Perlu diketahui, berbagai respons telah diambil pemerintah dalam perdagangan ini. Respons pertama dan juga langkah preventif Kemendag adalah mengeluarkan larangan sementara impor binatang hidup dari Tiongkok karena wabah ini berasal dari negara tersebut. Hal ini diatur dalam Permendag No.10 Tahun 2020 yang dikeluarkan pada 6 Februari 2020. Kemudian, secara bertahap Kemendag melakukan berbagai langkah strategis dengan berpedoman pada Perppu No.1 Tahun 2020, Keppres No.9 Tahun 2020, dan Keppres No.11 Tahun 2020.

 

Adapun kebijakan strategis yang dilakukan oleh Kementerian Perdagangan di masa pandemi Covid-19, yaitu: Pertama, realokasi dan refocussing anggaran. Hal ini dilakukan di antaranya melalui program bantuan untuk Pasar Rakyat dalam menangani dampak Covid-19. Kedua, dengan menjaga stabilisasi harga dan jaminan stok barang kebutuhan pokok. Di antaranya melalui deregulasi kebijakan terkait pangan dan menjamin kelancaran distribusi barang kebutuhan pokok. Ketiga, pengamanan penyediaan alat kesehatan, di antaranya melalui relaksasi impor alat pelindung diri (APD) dan masker.

 

Keempat, pemberian stimulus ekonomi nonfiskal. Di antaranya penerbitan Surat Keterangan Asal (SKA) barang ekspor melalui penerapan affixed signature dan stamp. Kelima, pengawasan barang beredar dan/atau jasa dalam perdagangan daring. Selama masa pandemi, Kemendag telah menutup akun pedagang daring yang menjual alat kesehatan seperti masker, hand sanitizer, dan virus shoutout dengan harga yang sangat tinggi dan berkualitas rendah.

 

Keenam, fasilitasi ekspor di masa pandemi.
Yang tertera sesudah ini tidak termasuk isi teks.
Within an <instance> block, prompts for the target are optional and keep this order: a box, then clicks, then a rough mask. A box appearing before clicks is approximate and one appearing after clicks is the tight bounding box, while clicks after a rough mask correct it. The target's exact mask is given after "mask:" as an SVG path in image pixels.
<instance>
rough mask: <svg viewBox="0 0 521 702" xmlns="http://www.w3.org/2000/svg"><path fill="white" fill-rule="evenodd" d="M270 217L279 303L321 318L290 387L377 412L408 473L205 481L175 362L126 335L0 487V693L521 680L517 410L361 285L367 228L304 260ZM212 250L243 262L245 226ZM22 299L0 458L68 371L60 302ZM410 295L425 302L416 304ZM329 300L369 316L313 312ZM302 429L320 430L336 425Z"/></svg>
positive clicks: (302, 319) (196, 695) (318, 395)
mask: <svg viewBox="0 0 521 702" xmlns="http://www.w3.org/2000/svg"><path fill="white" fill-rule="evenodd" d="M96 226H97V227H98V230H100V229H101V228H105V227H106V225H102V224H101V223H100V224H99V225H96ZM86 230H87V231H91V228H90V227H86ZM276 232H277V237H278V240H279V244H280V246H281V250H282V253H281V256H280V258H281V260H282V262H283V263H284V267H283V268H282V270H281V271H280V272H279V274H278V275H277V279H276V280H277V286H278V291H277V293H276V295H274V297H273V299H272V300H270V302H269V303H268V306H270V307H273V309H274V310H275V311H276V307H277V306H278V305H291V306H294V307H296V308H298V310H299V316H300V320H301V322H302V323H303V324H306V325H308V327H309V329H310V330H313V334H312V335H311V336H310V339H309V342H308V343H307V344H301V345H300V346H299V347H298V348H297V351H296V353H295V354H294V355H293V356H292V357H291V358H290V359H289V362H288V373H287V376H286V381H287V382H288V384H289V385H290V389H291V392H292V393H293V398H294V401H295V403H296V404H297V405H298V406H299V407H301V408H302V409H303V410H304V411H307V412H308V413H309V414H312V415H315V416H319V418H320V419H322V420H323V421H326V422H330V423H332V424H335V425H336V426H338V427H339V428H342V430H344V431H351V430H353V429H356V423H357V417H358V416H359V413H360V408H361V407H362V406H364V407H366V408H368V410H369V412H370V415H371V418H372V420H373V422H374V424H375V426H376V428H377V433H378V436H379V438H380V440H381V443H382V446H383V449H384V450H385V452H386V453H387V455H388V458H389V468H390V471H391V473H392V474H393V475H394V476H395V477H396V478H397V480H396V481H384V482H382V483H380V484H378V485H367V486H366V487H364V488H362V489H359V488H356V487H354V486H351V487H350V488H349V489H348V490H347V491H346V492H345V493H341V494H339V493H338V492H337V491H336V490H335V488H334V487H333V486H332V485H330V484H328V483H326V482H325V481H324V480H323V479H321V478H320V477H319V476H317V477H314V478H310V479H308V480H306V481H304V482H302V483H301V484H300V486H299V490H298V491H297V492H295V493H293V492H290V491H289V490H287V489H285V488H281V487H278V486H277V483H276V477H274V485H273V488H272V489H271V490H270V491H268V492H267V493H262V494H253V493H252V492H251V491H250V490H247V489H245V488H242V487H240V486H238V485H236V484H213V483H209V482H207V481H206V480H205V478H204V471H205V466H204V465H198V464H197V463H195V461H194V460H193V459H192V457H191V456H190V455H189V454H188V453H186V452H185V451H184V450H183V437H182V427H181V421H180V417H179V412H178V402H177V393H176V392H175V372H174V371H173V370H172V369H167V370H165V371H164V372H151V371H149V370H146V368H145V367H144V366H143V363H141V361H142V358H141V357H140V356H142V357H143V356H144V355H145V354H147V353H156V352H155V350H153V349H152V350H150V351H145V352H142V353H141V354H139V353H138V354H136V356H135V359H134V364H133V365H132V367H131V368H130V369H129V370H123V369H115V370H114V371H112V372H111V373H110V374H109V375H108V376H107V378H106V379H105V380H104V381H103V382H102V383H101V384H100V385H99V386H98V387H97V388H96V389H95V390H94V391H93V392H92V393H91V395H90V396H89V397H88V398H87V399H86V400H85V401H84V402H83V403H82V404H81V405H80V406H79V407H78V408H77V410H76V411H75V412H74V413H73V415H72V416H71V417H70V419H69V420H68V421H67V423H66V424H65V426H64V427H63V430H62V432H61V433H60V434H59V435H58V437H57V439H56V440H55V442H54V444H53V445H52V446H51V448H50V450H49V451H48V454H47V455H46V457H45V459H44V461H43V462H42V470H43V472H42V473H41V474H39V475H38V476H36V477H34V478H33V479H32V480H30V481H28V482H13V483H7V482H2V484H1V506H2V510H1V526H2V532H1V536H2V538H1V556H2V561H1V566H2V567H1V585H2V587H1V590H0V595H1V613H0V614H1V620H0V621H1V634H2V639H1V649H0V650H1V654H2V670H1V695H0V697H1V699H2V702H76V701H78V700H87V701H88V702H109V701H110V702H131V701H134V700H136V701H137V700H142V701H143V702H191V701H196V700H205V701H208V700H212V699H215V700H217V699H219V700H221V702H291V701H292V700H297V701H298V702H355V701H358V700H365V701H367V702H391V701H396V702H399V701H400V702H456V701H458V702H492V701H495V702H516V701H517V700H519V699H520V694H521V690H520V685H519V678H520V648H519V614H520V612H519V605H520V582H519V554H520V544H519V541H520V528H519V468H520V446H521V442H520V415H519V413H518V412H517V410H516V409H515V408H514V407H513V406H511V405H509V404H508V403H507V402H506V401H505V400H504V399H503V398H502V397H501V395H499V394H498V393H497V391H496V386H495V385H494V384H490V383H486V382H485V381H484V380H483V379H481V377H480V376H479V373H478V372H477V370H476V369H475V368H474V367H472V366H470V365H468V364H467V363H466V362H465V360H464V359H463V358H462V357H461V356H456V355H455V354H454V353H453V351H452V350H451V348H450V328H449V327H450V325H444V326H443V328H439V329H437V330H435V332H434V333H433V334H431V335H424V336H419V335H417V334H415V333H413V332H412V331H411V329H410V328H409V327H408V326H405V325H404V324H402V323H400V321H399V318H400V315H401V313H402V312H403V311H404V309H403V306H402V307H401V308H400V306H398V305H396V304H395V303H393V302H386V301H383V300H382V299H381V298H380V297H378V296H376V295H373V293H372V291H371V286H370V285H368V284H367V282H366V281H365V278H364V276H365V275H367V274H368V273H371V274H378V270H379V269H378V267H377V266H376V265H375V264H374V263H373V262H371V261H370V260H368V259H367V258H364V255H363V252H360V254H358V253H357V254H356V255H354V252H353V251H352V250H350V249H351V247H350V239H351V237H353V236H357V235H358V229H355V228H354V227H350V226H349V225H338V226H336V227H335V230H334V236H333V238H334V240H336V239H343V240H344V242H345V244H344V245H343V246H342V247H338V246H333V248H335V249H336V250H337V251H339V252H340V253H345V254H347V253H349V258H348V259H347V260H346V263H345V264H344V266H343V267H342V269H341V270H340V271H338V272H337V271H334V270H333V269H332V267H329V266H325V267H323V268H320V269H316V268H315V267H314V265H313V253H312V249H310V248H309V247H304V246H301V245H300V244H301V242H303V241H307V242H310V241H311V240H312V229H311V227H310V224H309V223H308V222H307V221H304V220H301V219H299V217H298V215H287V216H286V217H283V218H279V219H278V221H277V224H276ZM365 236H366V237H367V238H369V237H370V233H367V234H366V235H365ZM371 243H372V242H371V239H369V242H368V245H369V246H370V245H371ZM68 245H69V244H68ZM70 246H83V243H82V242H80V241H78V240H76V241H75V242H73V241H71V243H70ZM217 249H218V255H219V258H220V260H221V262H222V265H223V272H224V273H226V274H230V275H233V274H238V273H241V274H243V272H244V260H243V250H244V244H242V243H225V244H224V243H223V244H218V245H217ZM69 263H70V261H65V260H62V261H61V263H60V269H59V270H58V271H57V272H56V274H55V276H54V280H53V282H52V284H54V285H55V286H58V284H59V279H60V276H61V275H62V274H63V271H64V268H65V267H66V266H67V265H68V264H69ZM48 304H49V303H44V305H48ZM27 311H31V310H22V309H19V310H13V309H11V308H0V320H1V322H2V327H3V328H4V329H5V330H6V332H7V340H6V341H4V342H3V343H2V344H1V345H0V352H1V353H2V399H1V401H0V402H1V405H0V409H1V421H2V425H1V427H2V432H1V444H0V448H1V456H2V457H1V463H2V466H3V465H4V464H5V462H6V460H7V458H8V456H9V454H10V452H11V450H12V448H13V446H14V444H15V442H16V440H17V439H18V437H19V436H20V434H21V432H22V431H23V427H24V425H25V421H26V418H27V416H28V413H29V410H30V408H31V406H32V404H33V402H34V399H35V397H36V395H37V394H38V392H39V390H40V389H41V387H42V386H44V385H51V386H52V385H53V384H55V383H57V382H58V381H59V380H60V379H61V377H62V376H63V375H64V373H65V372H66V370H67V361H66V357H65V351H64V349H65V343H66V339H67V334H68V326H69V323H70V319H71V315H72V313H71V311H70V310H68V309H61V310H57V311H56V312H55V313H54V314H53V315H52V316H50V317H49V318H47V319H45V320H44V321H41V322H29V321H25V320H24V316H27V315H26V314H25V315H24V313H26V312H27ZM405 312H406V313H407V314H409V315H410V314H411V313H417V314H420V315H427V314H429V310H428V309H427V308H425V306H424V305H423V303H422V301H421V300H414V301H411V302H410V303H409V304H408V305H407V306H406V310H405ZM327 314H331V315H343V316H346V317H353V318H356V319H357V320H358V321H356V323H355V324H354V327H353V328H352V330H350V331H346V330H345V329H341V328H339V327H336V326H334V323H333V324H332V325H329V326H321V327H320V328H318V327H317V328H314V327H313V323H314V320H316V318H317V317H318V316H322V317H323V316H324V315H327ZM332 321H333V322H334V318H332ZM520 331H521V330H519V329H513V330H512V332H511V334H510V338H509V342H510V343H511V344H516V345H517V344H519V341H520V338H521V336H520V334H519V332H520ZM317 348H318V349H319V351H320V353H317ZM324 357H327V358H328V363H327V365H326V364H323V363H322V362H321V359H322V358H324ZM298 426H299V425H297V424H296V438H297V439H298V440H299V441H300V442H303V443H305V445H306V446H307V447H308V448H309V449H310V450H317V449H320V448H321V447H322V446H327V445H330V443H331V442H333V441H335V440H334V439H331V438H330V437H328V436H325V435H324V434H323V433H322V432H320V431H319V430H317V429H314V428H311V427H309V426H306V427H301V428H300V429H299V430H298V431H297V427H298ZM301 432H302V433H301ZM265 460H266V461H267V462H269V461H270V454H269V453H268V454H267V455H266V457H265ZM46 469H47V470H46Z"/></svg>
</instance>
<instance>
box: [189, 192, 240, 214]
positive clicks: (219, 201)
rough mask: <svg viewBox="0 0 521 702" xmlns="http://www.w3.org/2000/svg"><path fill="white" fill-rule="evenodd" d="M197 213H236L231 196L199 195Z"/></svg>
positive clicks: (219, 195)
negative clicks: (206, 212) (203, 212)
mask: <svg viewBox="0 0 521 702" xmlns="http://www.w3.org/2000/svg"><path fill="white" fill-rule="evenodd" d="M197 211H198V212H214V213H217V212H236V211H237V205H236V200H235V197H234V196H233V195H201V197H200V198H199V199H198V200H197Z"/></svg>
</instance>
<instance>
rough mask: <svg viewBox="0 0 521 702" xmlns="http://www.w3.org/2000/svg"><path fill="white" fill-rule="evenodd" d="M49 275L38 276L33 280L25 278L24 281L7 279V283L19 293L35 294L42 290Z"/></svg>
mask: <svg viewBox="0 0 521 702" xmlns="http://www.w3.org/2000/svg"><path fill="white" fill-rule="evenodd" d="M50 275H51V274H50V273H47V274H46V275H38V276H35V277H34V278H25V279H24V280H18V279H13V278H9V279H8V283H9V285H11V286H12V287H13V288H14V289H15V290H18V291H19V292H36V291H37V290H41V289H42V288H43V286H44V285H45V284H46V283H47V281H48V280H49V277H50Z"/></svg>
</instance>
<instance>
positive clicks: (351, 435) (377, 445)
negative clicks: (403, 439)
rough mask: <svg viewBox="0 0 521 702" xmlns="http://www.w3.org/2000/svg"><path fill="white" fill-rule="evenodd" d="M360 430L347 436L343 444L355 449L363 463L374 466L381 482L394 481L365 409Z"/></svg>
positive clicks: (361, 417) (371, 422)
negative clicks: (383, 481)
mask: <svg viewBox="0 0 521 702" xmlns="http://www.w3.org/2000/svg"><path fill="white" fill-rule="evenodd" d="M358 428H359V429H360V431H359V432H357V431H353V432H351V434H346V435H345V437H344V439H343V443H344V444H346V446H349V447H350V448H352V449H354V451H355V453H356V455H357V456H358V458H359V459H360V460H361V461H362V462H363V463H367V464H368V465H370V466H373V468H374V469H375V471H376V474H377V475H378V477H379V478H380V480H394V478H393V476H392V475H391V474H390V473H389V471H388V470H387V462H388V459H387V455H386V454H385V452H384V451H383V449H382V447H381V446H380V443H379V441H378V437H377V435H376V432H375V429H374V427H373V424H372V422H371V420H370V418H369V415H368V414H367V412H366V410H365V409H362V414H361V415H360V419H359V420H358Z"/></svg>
Salah satunya dengan memfasilitasi kegiatan business matching secara virtual. Selain itu, pada masa pandemi ini, kementerian perdagangan telahberhasil merealisasikan peningkatan ekspor kopi ke Mesir dan rumput laut ke Korea Selatan.Ketujuh, pemanfaatan forum kerja sama perdagangan internasional, seperti forum G20.